Original article shared by Edward Allon
In working with small growing entrepreneurial businesses, I have discovered several common financial related issues with which they struggle. When I first start working with these businesses, most if not all of these issues exist. All of them are critical to their success in managing and growing their businesses. The good news is that with time and focus they can be rectified. In no particular order, here are 5 that I see most:
1. Lack of Timely and Accurate Financial Statements
In today’s business environment, decisions are made at a fast pace. Information is readily available via the Internet, yet internal financial information to improve the decision-making process is sadly deficient. Most business decisions have financial implications, and without this basic financial information, it may be a shot in the dark. Many times the financial statements are put in a drawer and never reviewed because the information is too old (not timely), the business owner doesn’t believe the information is correct (not accurate) or the financial statements support the preparation of the income tax return, not running the business (not operational). They usually only become important when the business owner needs to meet with the bank.
2. No Cash Management
As we all know from operating a business, cash is king! It is the common denominator for all businesses NO CASH = NO BUSINESS. Other than the current cash balance (most of the time determined by looking at the bank’s balance) most small businesses don’t manage their cash. Cash management includes understanding your business’s “operating cycle” (i.e. cash to cash cycle). To improve your “operating cycle” it is imperative you understand what it means, how to calculate it, and what influences it before you can improve it. Many times I will ask “what do you expect your cash balance to be in 6 months?” Most of the time they are fighting cash flow problems today and can’t think about the future past this week. Managing cash flow will provide a real sense of control over the business.
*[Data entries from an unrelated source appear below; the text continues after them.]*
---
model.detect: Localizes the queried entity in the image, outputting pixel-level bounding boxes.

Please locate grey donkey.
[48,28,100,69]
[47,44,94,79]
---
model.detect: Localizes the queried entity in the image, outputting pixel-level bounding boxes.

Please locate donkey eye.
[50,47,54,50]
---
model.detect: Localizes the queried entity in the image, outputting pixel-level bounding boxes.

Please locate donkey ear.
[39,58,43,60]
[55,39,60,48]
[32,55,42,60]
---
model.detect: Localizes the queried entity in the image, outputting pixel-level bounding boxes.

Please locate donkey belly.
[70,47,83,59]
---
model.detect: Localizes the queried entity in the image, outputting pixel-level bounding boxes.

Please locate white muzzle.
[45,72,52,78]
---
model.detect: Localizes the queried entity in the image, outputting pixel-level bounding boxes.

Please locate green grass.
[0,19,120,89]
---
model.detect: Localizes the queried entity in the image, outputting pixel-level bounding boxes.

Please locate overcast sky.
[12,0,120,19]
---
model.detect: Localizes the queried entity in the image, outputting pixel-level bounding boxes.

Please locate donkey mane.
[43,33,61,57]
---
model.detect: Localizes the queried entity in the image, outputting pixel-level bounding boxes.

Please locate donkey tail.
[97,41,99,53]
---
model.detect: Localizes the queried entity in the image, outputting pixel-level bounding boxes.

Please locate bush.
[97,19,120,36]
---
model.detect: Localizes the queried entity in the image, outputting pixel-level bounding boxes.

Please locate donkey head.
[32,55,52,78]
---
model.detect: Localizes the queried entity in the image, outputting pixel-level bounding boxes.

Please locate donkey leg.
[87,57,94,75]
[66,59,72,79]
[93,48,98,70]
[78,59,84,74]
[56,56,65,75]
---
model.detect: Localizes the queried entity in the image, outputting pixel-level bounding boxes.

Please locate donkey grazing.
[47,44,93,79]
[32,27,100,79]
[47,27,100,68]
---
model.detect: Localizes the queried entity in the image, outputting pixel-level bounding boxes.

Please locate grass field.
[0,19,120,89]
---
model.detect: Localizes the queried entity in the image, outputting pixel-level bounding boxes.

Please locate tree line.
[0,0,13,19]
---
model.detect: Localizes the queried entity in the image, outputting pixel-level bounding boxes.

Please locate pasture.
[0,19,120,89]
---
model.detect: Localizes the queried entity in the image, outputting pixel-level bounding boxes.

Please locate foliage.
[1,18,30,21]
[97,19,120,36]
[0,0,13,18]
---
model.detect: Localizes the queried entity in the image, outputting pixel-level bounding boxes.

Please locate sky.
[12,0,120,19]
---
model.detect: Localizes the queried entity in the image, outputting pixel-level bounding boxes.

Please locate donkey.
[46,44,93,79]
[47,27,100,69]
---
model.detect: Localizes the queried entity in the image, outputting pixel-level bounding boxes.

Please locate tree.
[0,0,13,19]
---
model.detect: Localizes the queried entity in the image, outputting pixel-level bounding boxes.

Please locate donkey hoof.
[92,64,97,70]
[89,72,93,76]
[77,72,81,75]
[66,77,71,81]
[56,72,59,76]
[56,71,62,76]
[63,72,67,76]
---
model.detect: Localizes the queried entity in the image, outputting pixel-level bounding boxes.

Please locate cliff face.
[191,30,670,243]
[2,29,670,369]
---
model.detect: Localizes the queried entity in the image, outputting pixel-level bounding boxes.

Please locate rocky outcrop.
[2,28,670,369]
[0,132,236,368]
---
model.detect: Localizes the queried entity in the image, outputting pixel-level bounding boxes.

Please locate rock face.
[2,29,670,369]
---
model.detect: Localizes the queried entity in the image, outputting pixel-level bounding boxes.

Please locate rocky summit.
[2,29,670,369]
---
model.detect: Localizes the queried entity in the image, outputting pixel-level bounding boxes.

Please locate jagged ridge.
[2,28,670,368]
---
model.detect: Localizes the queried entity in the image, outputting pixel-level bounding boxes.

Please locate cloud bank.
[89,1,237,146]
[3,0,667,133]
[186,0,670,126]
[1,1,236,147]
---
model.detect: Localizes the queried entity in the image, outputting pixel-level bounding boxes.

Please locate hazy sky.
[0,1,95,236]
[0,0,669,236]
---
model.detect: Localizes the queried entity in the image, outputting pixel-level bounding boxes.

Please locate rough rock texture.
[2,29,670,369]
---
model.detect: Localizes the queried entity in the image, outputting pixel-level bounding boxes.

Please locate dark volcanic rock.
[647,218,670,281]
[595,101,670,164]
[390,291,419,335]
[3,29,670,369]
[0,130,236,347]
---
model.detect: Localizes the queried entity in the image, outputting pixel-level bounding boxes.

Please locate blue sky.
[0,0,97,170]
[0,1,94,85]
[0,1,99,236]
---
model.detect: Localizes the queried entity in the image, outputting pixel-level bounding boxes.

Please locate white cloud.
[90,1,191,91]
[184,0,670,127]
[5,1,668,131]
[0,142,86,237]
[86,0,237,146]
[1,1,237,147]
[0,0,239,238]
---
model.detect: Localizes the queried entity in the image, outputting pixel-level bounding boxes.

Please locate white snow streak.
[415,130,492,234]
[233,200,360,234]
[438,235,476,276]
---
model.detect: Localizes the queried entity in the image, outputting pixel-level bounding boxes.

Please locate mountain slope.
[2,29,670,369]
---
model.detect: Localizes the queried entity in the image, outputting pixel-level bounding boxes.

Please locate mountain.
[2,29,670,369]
3. Poor Pricing Management
Setting the price of our products or services will drive revenues and just as importantly the “gross margin” for the business. Unfortunately, not enough time and attention is provided to this aspect of business. In working with small business owners, I find many have not revised their “pricing formulas” for some time, while others don’t really know their underlying costs to derive a sales price that provides profit. Many products are market driven because of competition, so it is imperative to know not only the direct costs but all costs necessary to produce a profit. Gross margin analysis by product line, products or customer is critical for small businesses.